DC: Aside from the dialogue, when you were conceptualizing these characters, what did you put into them? Some writers come up with broader archetypes, others develop more detailed ideas and histories for their characters. What was your approach?

BC: Back to journalism. I did a profile of the guy who won the Oscar for the movie Breaking Away, Steve Tesich. He told me something that I later applied to film: “You can think about who your characters are, but as soon as you start writing, they take on a life of their own.” And they change subtly, or maybe not so subtly. So everything I’ve ever written, I get to about page thirty, and I know who my characters are. So I continue writing, but I also go back to page one and rewrite page 1-30 based on the characters that I understood, finally, on page thirty. I find my characters as I write them, and then I go back to smooth them out from the beginning, since I know them. I rewrite the parts where I was struggling to find them.

DC: I know that experience, having a character, starting with an idea of them and then something will occur to you, and then you understand all these things about them and who they are.

BC: Yeah! And the erring thought that characters create themselves is really not true. But they do help create themselves. They do things you didn’t think they would do, and then you have to incorporate that. And when characters surprise you, you have to incorporate it at the moment, of course, but you also have to go back to before they surprised you to lay in the groundwork for the surprise. It’s a combination of things. It always feels to me like my brain is writing but my fingers are also writing. They’re working together but also not so together and you gotta put it all together at the end of the day.

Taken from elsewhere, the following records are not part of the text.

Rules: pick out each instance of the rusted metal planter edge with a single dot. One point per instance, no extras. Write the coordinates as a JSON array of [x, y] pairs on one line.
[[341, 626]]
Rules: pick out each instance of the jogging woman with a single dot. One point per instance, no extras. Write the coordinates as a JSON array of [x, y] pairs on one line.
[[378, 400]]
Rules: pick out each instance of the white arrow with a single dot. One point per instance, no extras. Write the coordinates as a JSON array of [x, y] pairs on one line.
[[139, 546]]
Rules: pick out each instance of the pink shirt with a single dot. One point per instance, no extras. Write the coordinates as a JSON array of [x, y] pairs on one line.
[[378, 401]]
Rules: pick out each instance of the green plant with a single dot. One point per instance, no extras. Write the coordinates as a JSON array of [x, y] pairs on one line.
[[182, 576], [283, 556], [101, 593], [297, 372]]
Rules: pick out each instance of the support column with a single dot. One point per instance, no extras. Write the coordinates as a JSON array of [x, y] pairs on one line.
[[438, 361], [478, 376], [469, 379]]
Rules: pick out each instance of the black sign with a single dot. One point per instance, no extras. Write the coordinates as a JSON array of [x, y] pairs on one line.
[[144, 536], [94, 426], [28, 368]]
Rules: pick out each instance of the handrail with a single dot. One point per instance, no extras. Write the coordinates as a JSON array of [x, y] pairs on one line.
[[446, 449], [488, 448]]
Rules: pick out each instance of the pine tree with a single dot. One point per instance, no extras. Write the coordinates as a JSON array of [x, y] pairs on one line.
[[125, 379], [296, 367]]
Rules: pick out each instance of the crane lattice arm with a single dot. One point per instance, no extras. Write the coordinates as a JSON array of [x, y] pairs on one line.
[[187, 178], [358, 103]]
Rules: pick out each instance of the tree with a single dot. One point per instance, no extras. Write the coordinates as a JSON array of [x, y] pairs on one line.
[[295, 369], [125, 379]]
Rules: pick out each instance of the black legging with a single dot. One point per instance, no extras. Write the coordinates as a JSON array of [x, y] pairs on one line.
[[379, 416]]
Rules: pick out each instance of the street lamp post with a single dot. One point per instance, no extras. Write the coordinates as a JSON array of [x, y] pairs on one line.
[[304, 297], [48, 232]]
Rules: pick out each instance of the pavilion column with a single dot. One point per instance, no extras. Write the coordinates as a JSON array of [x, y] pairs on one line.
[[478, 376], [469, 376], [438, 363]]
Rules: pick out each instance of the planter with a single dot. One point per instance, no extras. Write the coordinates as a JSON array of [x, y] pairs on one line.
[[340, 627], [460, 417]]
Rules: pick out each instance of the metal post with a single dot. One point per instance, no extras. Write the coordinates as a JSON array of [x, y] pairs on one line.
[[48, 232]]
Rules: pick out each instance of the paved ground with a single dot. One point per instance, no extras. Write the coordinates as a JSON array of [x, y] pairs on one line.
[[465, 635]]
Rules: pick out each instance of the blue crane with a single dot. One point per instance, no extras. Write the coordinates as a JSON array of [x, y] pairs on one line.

DC: Joe and I talked about the cabin, and the idea that it belongs to someone’s grandparents, and he talked about how it’s this sort of eerie reflection of a dead time to dovetail with the script’s overall ideas of death. Did any of that come from the script?

BC: This is part of the idea that writers build blueprints, for directors to use to make houses. It certainly wasn’t designed in the screenplay. But the blueprint for the house, what it felt like, the very thing you’re talking about, was there. It starts in the script, but everything in a script, in the narrative portion—the “action” portion according to Final Draft—is really there to seduce the director. You write it there, and there are things you hope the director will pick up on and do… I would have to go back and look at the script and look at the movie and answer that question, but Zito—the thing I like most about Joe- is he has a terrific sense of place. Place is important to him. It’s not just where actors go to jaw at each other, he has a sense of place, and place becomes a character. And I work in much the same way, so it was a nice marriage.

DC: Anything you want to add that we maybe haven’t touched on or brought up, or that no one’s noticed, or that you’re just particularly proud of?  

BC: I gave you the Kweskin thing, for goodness sake! [Laughs] I’ll tell you this: I didn’t have much to do with the movie because I’m a New Yorker. I wrote this script and I had nothing to do with it, I was never on set, never met any of the people that were in it until the Friday parties that happened later. But my wife and I decided to go out and watch it the night it premiered. We went to a theater in the Upper West Side of Manhattan and we couldn’t get into it. It was packed, sold out, there was a line. So we went to another theater—same thing. So we went across town, I said, ‘Lets go back to the place where I originally saw the Friday the 13th movies to prep for writing this movie.’ And that was sold out. So we came back home, cracked open a bottle of wine, and had a good time. And that was one of the most wonderful nights of my career.